Thursday, June 6, 2013

Protection of Copyright and Annie Leibovitz







This morning I woke up and heard the brilliant = shiny news that the permanent collection of Annie Leibovitz photographs will be housed at The Art Gallery of Nova Scotia.  What stellar news for photo-lovers, Canadians and tourist alike.  I dug a little further, thinking I'd love to have a photo of myself standing within inches of one of Annie's photographs - if I was ever lucky enough to visit this gallery (I intend to be lucky).  What I learned was interesting for me and perhaps for you.  (Read on below) Sadly I won't be having my photo taken inside the AGNS. Perhaps I'll meet Annie in person.
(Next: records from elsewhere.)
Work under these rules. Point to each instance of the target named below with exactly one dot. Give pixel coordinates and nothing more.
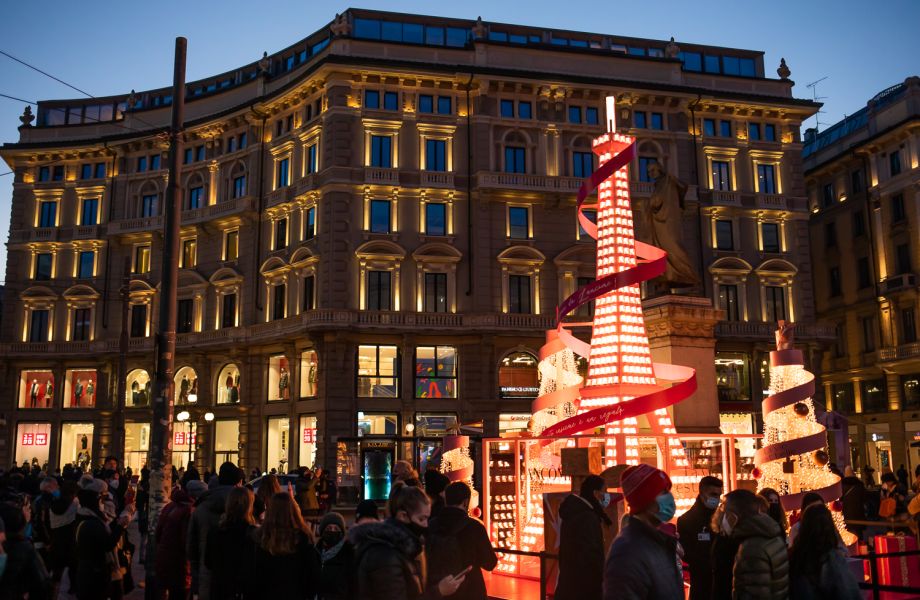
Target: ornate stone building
(377, 224)
(863, 185)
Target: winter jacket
(172, 536)
(642, 565)
(696, 538)
(205, 519)
(290, 576)
(229, 556)
(834, 581)
(581, 551)
(761, 569)
(471, 548)
(337, 571)
(724, 550)
(386, 562)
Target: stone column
(681, 330)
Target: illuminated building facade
(377, 225)
(863, 181)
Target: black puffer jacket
(386, 562)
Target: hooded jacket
(761, 569)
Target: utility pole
(159, 456)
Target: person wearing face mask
(337, 557)
(761, 568)
(641, 563)
(389, 564)
(696, 537)
(581, 541)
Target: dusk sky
(105, 48)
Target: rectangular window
(281, 174)
(515, 160)
(279, 296)
(142, 259)
(381, 151)
(82, 324)
(281, 234)
(185, 315)
(766, 179)
(721, 176)
(725, 237)
(194, 197)
(378, 372)
(435, 372)
(776, 303)
(149, 205)
(426, 104)
(518, 222)
(47, 214)
(89, 211)
(86, 264)
(310, 225)
(391, 101)
(189, 253)
(435, 218)
(379, 290)
(728, 301)
(38, 326)
(435, 159)
(770, 234)
(231, 245)
(380, 216)
(519, 294)
(43, 264)
(309, 292)
(436, 292)
(139, 320)
(228, 311)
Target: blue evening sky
(108, 48)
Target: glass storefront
(36, 388)
(309, 366)
(77, 445)
(80, 387)
(226, 442)
(279, 441)
(33, 443)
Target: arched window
(186, 382)
(228, 385)
(518, 376)
(139, 388)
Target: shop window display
(435, 372)
(228, 385)
(77, 445)
(36, 388)
(186, 382)
(279, 378)
(80, 386)
(309, 367)
(140, 388)
(33, 441)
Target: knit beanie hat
(642, 484)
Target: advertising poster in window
(80, 388)
(36, 389)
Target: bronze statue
(662, 220)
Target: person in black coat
(581, 542)
(455, 540)
(695, 533)
(337, 557)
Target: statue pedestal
(681, 331)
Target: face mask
(666, 507)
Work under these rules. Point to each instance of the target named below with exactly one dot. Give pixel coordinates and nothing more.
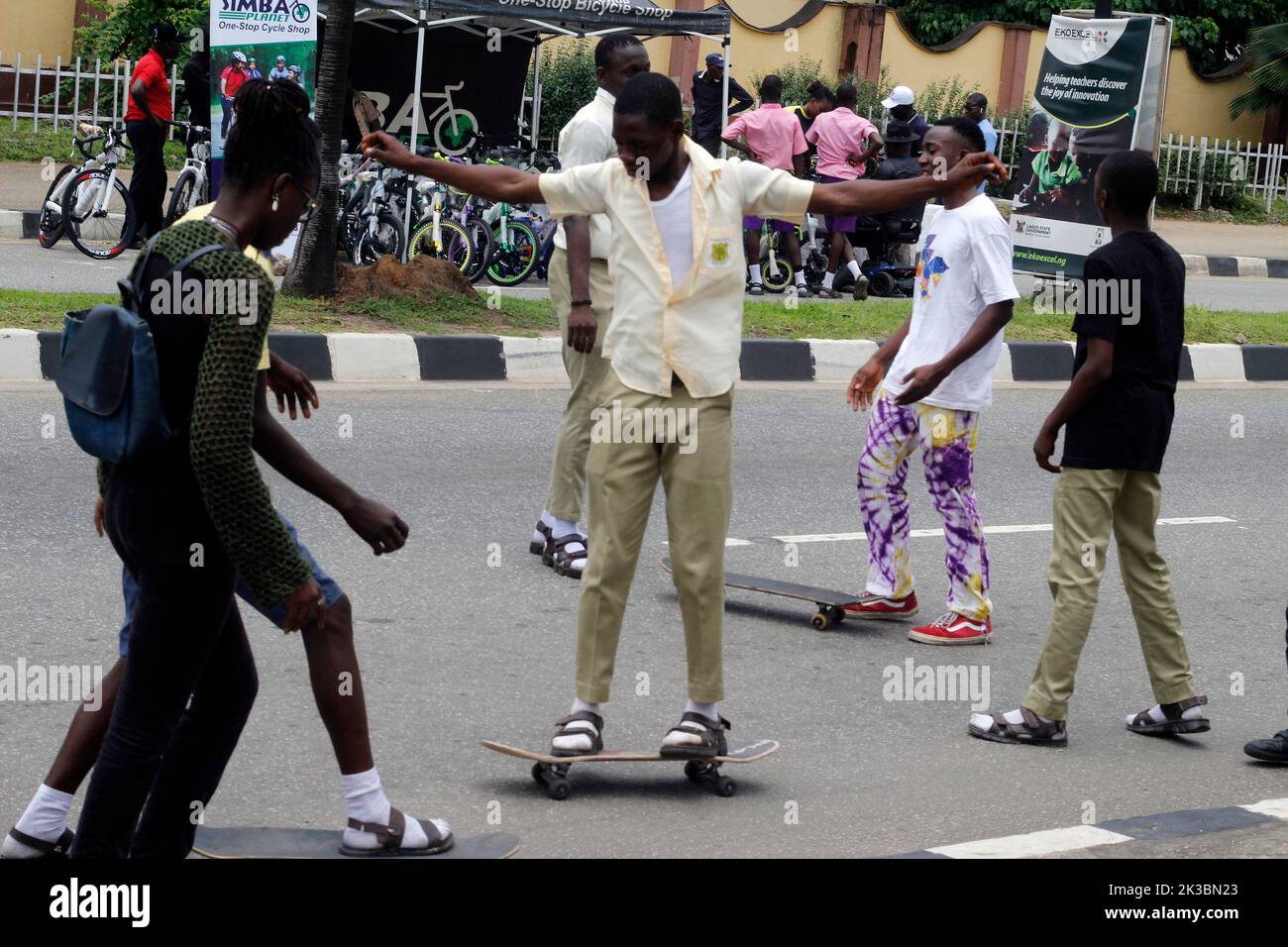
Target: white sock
(679, 737)
(579, 742)
(46, 818)
(984, 720)
(1157, 714)
(366, 801)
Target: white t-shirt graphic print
(965, 265)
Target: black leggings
(185, 642)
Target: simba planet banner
(1099, 90)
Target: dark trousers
(163, 755)
(149, 182)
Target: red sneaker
(870, 605)
(952, 628)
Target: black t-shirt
(1127, 424)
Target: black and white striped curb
(31, 356)
(1168, 825)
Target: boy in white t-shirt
(926, 385)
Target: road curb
(31, 356)
(1168, 825)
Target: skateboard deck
(325, 843)
(552, 772)
(828, 602)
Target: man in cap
(145, 125)
(708, 103)
(900, 105)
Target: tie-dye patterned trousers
(947, 442)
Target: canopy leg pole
(415, 125)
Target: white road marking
(1018, 527)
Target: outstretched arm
(879, 196)
(494, 182)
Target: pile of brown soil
(389, 278)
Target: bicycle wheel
(455, 248)
(386, 239)
(99, 219)
(514, 263)
(51, 219)
(181, 196)
(482, 247)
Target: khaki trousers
(1087, 506)
(697, 475)
(587, 372)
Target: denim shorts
(331, 590)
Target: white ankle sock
(46, 818)
(579, 742)
(679, 737)
(366, 801)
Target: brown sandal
(1030, 731)
(390, 839)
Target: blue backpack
(108, 373)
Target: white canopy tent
(535, 20)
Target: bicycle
(192, 187)
(80, 200)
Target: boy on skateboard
(926, 386)
(1117, 419)
(674, 346)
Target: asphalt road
(25, 265)
(455, 650)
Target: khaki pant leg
(1082, 515)
(1149, 587)
(587, 372)
(698, 480)
(622, 479)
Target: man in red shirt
(145, 125)
(230, 81)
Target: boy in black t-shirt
(1117, 415)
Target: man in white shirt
(926, 385)
(581, 291)
(665, 410)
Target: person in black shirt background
(708, 103)
(196, 86)
(1117, 419)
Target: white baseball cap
(900, 95)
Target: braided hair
(273, 133)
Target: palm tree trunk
(312, 270)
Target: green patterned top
(222, 425)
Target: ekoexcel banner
(1098, 90)
(257, 39)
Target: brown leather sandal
(390, 839)
(1030, 731)
(709, 732)
(1173, 722)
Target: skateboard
(828, 602)
(552, 772)
(325, 843)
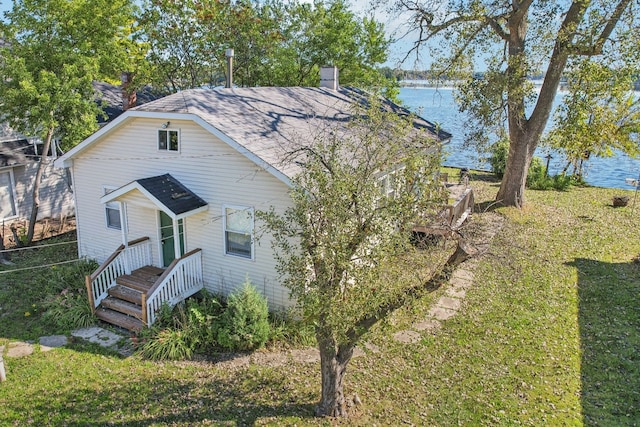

That would be even better. 

Here is what I discovered:

Protection of Copyright
There are several rights inherent in the creation of art - copyright, exhibition right, and moral rights. Physical ownership of a work of art does not give you any of these rights unless explicitly licensed or given by the artist, normally at an additional cost.  

Copyright of an artwork belongs to the artist or their estate for 50 years following their death. This holds true even when the physical owner is the Art Gallery of Nova Scotia. While many artists grant the AGNS limited license to use the images of their work for exhibition and internal publication purposes - including this website - it is rare to be given the copyright ownership by a living artist.  

Copyright allows an artist to have control over how their work is used and in what context. To use an image of their work requires a license and there is a fee for each use. If you're interested in looking at the regulations and the fees involved, please look at the Canadian Artists Representation Copyright Collective.

In this instance, it's not the act of taking the photograph that's harmful (particularly non-flash photography), but the use to which the image is then put. Did you post that image to Twitter? Facebook? Flickr? You have then officially infringed on the artist's copyright unless you explicitly sought out the artist and gained their permission (and paid them the required fee) to use that image - and they can approve the image itself. The agreements on public sites like Twitpic, etc. normally state that you waive any right of ownership to those images, and they can then be used and dispersed, further infringing on that copyright.

Copyright fees are necessary and a prime source of income from visual artists, as well as writers, and their moral rights allows them to prevent their work from being associated with unapproved causes. The work on exhibit by the Art Gallery of Nova Scotia at any given time is a mix of art in the public domain (copyright has expired), art to which the Art Gallery of Nova Scotia owns the copyright for (ie. Maud Lewis), and art with the copyright maintained by the artist or their estate. As such, it is simpler to have the rule that no photographs are allowed unless permission has otherwise been sought and granted by the Gallery.  


Patti Friday, Photojourno, reporting from inside 'The Art Dept.' at the international 'Embassy of Ideas'.